At the close of the government’s case and again at the close of the evidence presented at trial,4 appellant moved for judgment of acquittal. Each motion was denied. The court, sitting as the trier of fact, found appellant guilty as charged.
Appellant argues that the trial court erred in denying his motion for judgment of acquittal since the government failed to establish that he had received stolen property. It is well settled that a motion for judgment of acquittal should be granted when the trial court determines that a reasonable mind could not fairly conclude guilt beyond a reasonable doubt from the evidence adduced at trial. Byrd v. United States, D.C.App., 388 A.2d 1225, 1229 *463(1978); Marshall v. United States, D.C.App., 340 A.2d 805, 808 (1975); Curley v. United States, 81 U.S.App.D.C. 389, 392-93, 160 F.2d 229, 232-33, cert. denied, 331 U.S. 837, 67 S.Ct. 1511, 91 L.Ed. 1850 (1947). Thus, the government is required at the very least to produce some probative evidence of each essential element of the crime. Jennings v. United States, D.C.App., 431 A.2d 552 (1981) citing Moore v. United States, D.C. App., 388 A.2d 889 (1978).
In the instant case, the charge of receiving stolen property required proof of the following elements:
(1) that the property was received, (2) that at the time of its receipt the property was stolen, (3) that the individual receiving the property had guilty knowledge that it was stolen, and (4) that he had a fraudulent intent in receiving the property. Brown v. United States, D.C. App., 304 A.2d 21 (1973). [Charles v. United States, D.C.App., 371 A.2d 404, 406 (1977).]
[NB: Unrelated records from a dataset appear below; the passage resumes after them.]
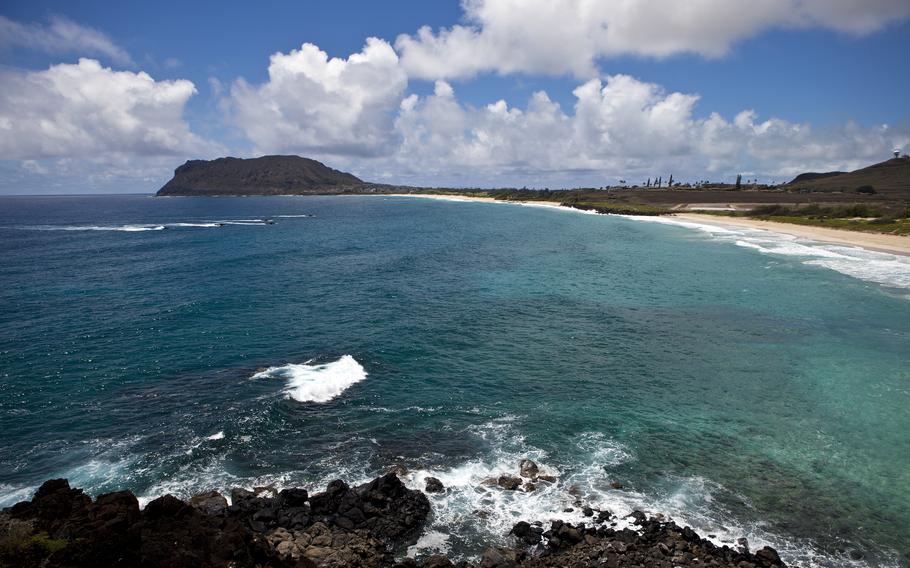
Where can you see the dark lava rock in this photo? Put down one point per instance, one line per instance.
(433, 485)
(528, 468)
(111, 531)
(293, 497)
(509, 482)
(500, 558)
(342, 527)
(210, 502)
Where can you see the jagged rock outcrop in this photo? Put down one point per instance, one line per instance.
(366, 526)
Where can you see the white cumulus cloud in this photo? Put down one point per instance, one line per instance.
(315, 105)
(569, 36)
(85, 109)
(619, 127)
(61, 35)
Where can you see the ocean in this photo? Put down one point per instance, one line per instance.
(744, 383)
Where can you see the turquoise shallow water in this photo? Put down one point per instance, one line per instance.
(744, 392)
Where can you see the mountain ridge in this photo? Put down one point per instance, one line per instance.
(265, 175)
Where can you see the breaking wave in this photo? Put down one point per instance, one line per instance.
(879, 267)
(317, 383)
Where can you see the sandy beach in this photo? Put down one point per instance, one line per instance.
(894, 244)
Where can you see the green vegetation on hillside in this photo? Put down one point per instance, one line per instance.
(878, 218)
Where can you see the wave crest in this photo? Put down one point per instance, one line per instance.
(317, 383)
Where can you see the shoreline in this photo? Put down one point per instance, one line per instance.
(378, 524)
(878, 242)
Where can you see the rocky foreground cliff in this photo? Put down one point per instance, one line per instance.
(267, 175)
(368, 526)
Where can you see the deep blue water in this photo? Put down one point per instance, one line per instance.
(743, 392)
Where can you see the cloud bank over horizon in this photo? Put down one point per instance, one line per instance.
(359, 112)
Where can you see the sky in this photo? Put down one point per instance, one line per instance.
(110, 97)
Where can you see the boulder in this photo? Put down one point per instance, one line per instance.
(209, 502)
(433, 485)
(509, 482)
(528, 468)
(499, 558)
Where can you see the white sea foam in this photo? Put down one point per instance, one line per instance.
(468, 507)
(123, 228)
(200, 225)
(880, 267)
(317, 383)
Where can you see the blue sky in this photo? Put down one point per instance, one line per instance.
(819, 89)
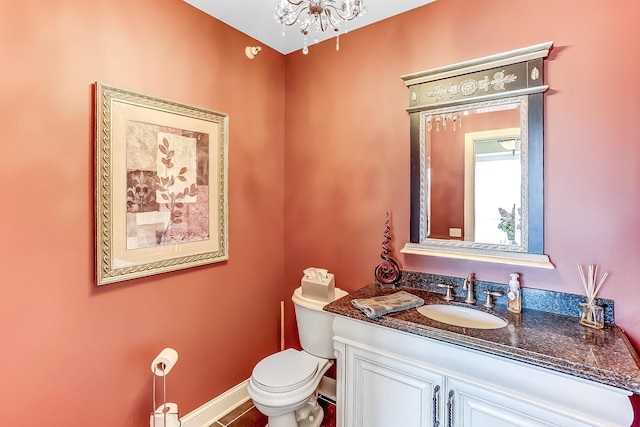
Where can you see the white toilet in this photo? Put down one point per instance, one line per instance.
(283, 386)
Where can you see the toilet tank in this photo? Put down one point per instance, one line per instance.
(315, 327)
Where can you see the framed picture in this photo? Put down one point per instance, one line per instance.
(161, 185)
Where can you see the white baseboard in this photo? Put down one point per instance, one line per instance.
(218, 407)
(215, 409)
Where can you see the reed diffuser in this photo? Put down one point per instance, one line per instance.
(591, 315)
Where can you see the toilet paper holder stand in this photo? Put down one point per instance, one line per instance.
(167, 414)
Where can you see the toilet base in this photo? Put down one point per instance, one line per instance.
(310, 415)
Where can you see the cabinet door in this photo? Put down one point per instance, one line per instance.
(385, 391)
(473, 405)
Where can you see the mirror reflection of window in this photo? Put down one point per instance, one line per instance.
(497, 191)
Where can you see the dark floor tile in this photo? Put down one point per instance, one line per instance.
(251, 418)
(227, 419)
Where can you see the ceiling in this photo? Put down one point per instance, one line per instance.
(256, 19)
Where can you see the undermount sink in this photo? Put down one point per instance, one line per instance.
(466, 317)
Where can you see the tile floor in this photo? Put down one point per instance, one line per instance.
(246, 415)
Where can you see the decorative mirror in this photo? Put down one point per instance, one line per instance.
(477, 159)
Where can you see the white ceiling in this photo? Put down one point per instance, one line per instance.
(256, 19)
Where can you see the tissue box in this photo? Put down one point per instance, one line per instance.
(321, 291)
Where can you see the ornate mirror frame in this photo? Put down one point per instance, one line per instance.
(510, 77)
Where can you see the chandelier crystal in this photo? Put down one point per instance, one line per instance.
(318, 15)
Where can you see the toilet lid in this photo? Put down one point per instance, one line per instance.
(285, 371)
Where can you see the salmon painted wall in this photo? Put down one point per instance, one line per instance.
(73, 354)
(347, 141)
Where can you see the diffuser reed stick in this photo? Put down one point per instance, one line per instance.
(591, 315)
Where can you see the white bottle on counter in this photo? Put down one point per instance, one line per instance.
(514, 297)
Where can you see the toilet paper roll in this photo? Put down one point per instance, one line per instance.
(164, 361)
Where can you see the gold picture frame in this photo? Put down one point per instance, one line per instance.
(161, 185)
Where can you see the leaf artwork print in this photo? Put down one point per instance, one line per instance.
(167, 186)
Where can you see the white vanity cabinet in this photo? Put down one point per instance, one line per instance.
(390, 378)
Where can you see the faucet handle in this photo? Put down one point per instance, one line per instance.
(468, 281)
(489, 303)
(448, 296)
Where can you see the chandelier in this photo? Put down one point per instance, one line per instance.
(319, 15)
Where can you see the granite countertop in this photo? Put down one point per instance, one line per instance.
(553, 341)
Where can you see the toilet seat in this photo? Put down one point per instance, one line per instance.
(285, 371)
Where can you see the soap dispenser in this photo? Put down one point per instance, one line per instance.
(514, 297)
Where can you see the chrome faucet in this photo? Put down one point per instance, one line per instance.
(467, 285)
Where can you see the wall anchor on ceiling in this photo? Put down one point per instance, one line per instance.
(252, 51)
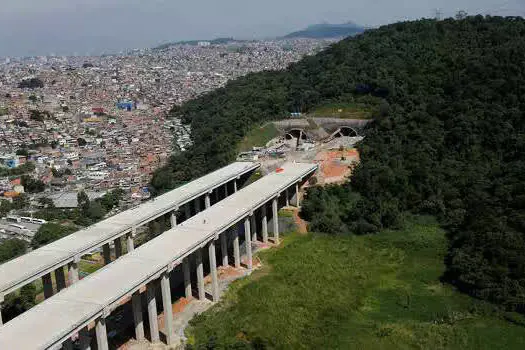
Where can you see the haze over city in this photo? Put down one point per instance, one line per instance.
(66, 27)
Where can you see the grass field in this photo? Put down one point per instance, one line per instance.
(368, 292)
(259, 136)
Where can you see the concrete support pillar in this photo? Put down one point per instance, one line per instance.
(48, 285)
(253, 227)
(136, 304)
(236, 248)
(275, 221)
(67, 344)
(200, 274)
(207, 201)
(166, 304)
(118, 247)
(187, 211)
(264, 224)
(173, 219)
(297, 200)
(1, 302)
(197, 205)
(187, 277)
(107, 253)
(72, 273)
(152, 313)
(60, 279)
(248, 242)
(84, 339)
(102, 335)
(224, 248)
(130, 244)
(213, 272)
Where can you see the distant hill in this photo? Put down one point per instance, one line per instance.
(216, 41)
(326, 30)
(448, 138)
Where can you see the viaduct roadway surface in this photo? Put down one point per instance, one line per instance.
(18, 272)
(51, 322)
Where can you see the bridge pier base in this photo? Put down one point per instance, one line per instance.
(213, 272)
(264, 223)
(73, 272)
(107, 253)
(102, 335)
(187, 211)
(152, 313)
(85, 339)
(136, 304)
(173, 219)
(200, 275)
(118, 247)
(253, 227)
(1, 302)
(168, 311)
(130, 245)
(197, 205)
(275, 220)
(187, 277)
(224, 248)
(236, 248)
(48, 285)
(248, 242)
(60, 279)
(207, 201)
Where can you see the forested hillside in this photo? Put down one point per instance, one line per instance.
(448, 138)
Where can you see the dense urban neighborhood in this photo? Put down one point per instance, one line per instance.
(94, 124)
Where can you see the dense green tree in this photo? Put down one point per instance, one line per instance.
(447, 140)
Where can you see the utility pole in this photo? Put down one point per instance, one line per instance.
(438, 14)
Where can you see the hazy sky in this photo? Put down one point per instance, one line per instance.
(39, 27)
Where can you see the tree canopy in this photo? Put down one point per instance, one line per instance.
(448, 139)
(50, 232)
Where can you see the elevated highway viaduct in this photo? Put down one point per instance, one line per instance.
(182, 202)
(85, 307)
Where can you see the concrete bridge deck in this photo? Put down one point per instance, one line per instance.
(52, 322)
(27, 268)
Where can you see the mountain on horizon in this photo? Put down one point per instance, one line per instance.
(327, 30)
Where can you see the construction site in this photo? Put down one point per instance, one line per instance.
(329, 142)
Moreover, that the stolen property had some real value to the owner must also be shown. Jones v. United States, D.C.App., 345 A.2d 144, 145 (1975).
Viewing the evidence in the light most favorable to the government,5 as we are required to do, we are of the opinion that the trial court should have granted the motion for judgment of acquittal. It is clear from the record that the government only established that appellant was in possession of tags reported as stolen. At no point in the proceedings did the government attempt to link appellant to the particular tags missing from the complainant’s motorbike. The tags were not put in evidence. No evidence of any kind was introduced as to the number on the license tags seized from appellant, and there was no testimony that these tags were the same as those belonging to the complainant. Neither did the government introduce evidence as to the value of the tags or that they were current. See Jones v. United States, supra at 145.
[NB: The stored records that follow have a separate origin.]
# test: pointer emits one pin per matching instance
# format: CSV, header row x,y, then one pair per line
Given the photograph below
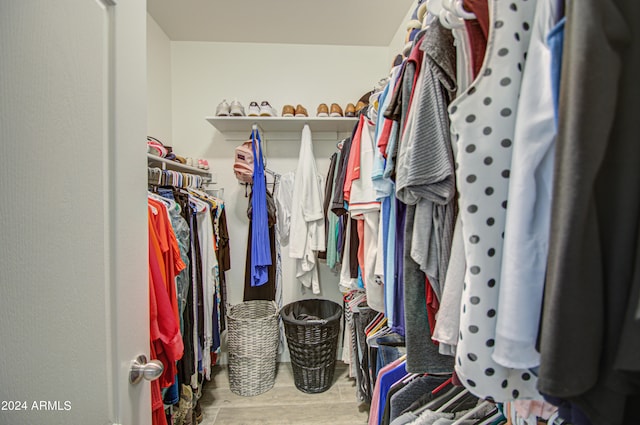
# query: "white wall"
x,y
158,83
205,73
397,43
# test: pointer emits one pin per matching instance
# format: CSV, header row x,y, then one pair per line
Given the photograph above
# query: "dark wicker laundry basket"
x,y
312,328
253,337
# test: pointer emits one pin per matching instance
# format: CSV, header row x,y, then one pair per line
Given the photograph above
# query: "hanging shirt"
x,y
283,198
260,252
483,118
307,219
526,241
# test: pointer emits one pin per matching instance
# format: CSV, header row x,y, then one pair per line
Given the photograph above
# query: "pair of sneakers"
x,y
264,110
235,109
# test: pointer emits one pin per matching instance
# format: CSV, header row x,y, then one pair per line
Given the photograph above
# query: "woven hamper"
x,y
312,328
253,337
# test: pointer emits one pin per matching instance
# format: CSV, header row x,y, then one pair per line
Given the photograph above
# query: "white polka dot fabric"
x,y
483,121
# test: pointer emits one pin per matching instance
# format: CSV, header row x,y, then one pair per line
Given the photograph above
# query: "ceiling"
x,y
336,22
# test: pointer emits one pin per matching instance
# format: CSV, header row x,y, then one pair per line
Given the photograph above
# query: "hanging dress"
x,y
483,121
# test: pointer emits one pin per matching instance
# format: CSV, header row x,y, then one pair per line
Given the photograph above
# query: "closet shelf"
x,y
167,164
283,124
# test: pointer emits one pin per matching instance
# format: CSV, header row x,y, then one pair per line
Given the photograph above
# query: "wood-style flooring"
x,y
284,404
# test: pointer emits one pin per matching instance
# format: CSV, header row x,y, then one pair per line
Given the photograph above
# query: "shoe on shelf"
x,y
254,109
323,110
288,111
222,110
301,111
267,110
336,110
350,110
236,109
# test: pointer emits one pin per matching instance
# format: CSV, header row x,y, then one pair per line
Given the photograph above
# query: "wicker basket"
x,y
253,339
312,328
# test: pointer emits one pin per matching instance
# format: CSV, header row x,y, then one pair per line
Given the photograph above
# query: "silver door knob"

We conclude that the trial court erred in denying the motion for judgment of acquittal. Accordingly, the judgment on appeal is
Reversed.
.§ 22-2205, Receiving stolen goods.
Any person who shall, with intent to defraud, receive or buy anything of value which shall have been stolen or obtained by robbery, knowing or having cause to believe the same to be so stolen or so obtained by robbery, if the thing or things received or brought shall be of the value of $100 or upward, shall be imprisoned for not less than one year nor more than ten years; or if the value of the things or things so received or brought be less than $100, shall be fined not more than $500 or imprisoned not more than one year or both....
. Appellant further contends that the trial court’s in limine curtailment of cross-examination abridged his Sixth Amendment right to confrontation. In light of our disposition, we need not, and therefore do not, reach this issue.
. WALES is the Washington Area Law Enforcement System used by area police departments to check for stolen autos and tags.
. Although appellant presented no defense, renewing his motion at the close of the evidence preserved his right to raise a general sufficiency of the evidence issue on appeal.
. Calhoun v. United States, D.C.App., 369 A.2d 605, 607 (1977); Crawley v. United States, D.C. App., 320 A.2d 309, 312, rehearing denied, 325 A.2d 608 (1974).